Un second mandat pour Françoise David
Élue pour une première fois en 2012 en tête de 4500 voix, la candidate de Québec solidaire (QS) a consolidé ses appuis, en creusant cette fois-ci un écart de 9700 votes avec sa plus proche rivale, la péquiste Louise Mailloux.
« Je suis très contente. Ayant pratiquement doublé mon avance, je ne peux pas m’empêcher de me dire que les gens de Gouin sont satisfaits de mon travail. Pour nous, l’autre bonne nouvelle, c’est l’élection de Manon Massé. On est très heureux, car on a travaillé très fort dans cette circonscription-là et on a eu de belles percées ailleurs », fait valoir Mme David, indiquant qu’il reste néanmoins « beaucoup à faire ».
L’arrivée d’une troisième députée de QS à l’Assemblée nationale est une bouffée d’air frais pour la députée de Gouin, qui cumulait les fonctions et les dossiers à défendre au sein de sa formation politique.
« On a beau être deux ou trois, on couvre les mêmes enjeux que les partis qui ont 20, 40 ou 60 députés. Il faut se prononcer sur les budgets, les projets de loi, etc., tout en étant dans l’actualité.
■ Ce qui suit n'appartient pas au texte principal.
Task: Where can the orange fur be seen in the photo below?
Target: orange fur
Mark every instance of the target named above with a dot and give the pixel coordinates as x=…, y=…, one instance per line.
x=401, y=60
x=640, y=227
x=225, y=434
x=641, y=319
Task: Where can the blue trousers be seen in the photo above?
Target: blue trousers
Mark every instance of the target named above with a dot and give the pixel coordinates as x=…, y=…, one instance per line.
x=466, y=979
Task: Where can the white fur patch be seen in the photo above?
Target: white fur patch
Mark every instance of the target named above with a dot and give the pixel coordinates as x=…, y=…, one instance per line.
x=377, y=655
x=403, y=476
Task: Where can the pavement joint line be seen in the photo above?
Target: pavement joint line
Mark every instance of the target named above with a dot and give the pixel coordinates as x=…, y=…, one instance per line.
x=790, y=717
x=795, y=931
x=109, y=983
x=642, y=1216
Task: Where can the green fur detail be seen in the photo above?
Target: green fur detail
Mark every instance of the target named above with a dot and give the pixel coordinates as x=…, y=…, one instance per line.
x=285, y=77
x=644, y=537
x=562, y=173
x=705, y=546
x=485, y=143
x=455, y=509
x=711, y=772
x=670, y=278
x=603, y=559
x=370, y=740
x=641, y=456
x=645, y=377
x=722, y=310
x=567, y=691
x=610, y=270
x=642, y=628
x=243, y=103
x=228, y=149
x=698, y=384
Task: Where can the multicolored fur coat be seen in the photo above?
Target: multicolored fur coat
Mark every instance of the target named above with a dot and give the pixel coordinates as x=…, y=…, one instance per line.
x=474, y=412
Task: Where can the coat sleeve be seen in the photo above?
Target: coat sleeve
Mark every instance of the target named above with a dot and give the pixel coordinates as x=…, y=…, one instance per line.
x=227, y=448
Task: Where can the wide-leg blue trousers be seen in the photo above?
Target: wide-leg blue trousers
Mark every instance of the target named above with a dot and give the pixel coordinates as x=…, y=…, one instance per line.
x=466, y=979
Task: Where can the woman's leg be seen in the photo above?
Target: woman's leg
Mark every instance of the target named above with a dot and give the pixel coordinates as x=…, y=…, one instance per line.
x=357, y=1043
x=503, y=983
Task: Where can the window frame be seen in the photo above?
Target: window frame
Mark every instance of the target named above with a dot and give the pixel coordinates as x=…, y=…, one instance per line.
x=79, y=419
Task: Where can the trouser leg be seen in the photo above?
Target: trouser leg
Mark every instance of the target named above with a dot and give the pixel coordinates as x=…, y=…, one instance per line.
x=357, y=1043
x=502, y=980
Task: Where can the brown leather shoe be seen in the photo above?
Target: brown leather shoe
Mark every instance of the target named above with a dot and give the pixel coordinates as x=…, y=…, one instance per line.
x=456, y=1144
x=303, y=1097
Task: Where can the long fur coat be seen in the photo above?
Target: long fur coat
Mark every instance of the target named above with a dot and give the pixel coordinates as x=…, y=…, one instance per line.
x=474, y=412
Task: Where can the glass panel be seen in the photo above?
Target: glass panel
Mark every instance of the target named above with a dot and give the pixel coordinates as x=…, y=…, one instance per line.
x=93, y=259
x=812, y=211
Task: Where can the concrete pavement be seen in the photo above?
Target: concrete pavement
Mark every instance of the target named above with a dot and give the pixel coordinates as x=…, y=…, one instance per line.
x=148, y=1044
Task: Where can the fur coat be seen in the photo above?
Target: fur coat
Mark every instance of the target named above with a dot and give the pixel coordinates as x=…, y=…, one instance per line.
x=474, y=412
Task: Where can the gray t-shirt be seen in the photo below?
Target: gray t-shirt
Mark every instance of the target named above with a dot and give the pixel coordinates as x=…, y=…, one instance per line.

Avec une troisième personne, on se donne des moyens additionnels de s’implanter dans le paysage politique et de faire notre travail », explique-t-elle.
Une souveraineté à repenser
Malgré ces petites victoires, Mme David est stupéfaite de l’issue du vote à l’échelle nationale. Si elle avait perçu un engouement pour le Parti libéral du Québec en fin de campagne, elle ne se doutait cependant pas de l’ampleur de celui-ci.
« À partir du moment où la question référendaire s’est imposée, il y a eu une sorte de refus. Je pense que ce à quoi les Québécois se sont opposés, ce sont les mois de dispute qui précèdent un référendum. Justement, parce qu’ils viennent de vivre huit mois où on s’est généreusement chicané autour de la Charte des valeurs. Les Québécois ont dit à tous les partis confondus que ce qu’ils voulaient, c’est qu’on s’occupe de l’emploi, de l’éducation et de la santé. Pour eux, ce sont ces questions-là qui passent avant tout », croit la députée de Gouin.
Alors que la souveraineté fait partie intégrante de la plateforme de QS, y voit-elle un désaveu de la population envers la proposition de son parti politique?
« Je ne peux pas me réjouir que plusieurs Québécois souhaitent reléguer aux calendes grecques la question de l’indépendance. Je me dis que le devoir que nous avons, nous les souverainistes, c’est d’essayer de comprendre pourquoi. On a quatre ans pour le faire », mentionne Mme David.
Selon elle, il est faux de prétendre que la question identitaire n’intéresse pas les jeunes. Elle estime plutôt qu’il faut proposer un souverainisme nouveau, « qui n’est pas revanchard et davantage ouvert sur le monde ».
En attendant que cet enjeu ne soit réglé, Mme David compte bien se concentrer sur la défense des dossiers qui touchent les résidents de La Petite-Patrie, soit le logement, les garderies, la création de nouvelles ressources en santé mentale et l’acquisition du 6839, rue Drolet.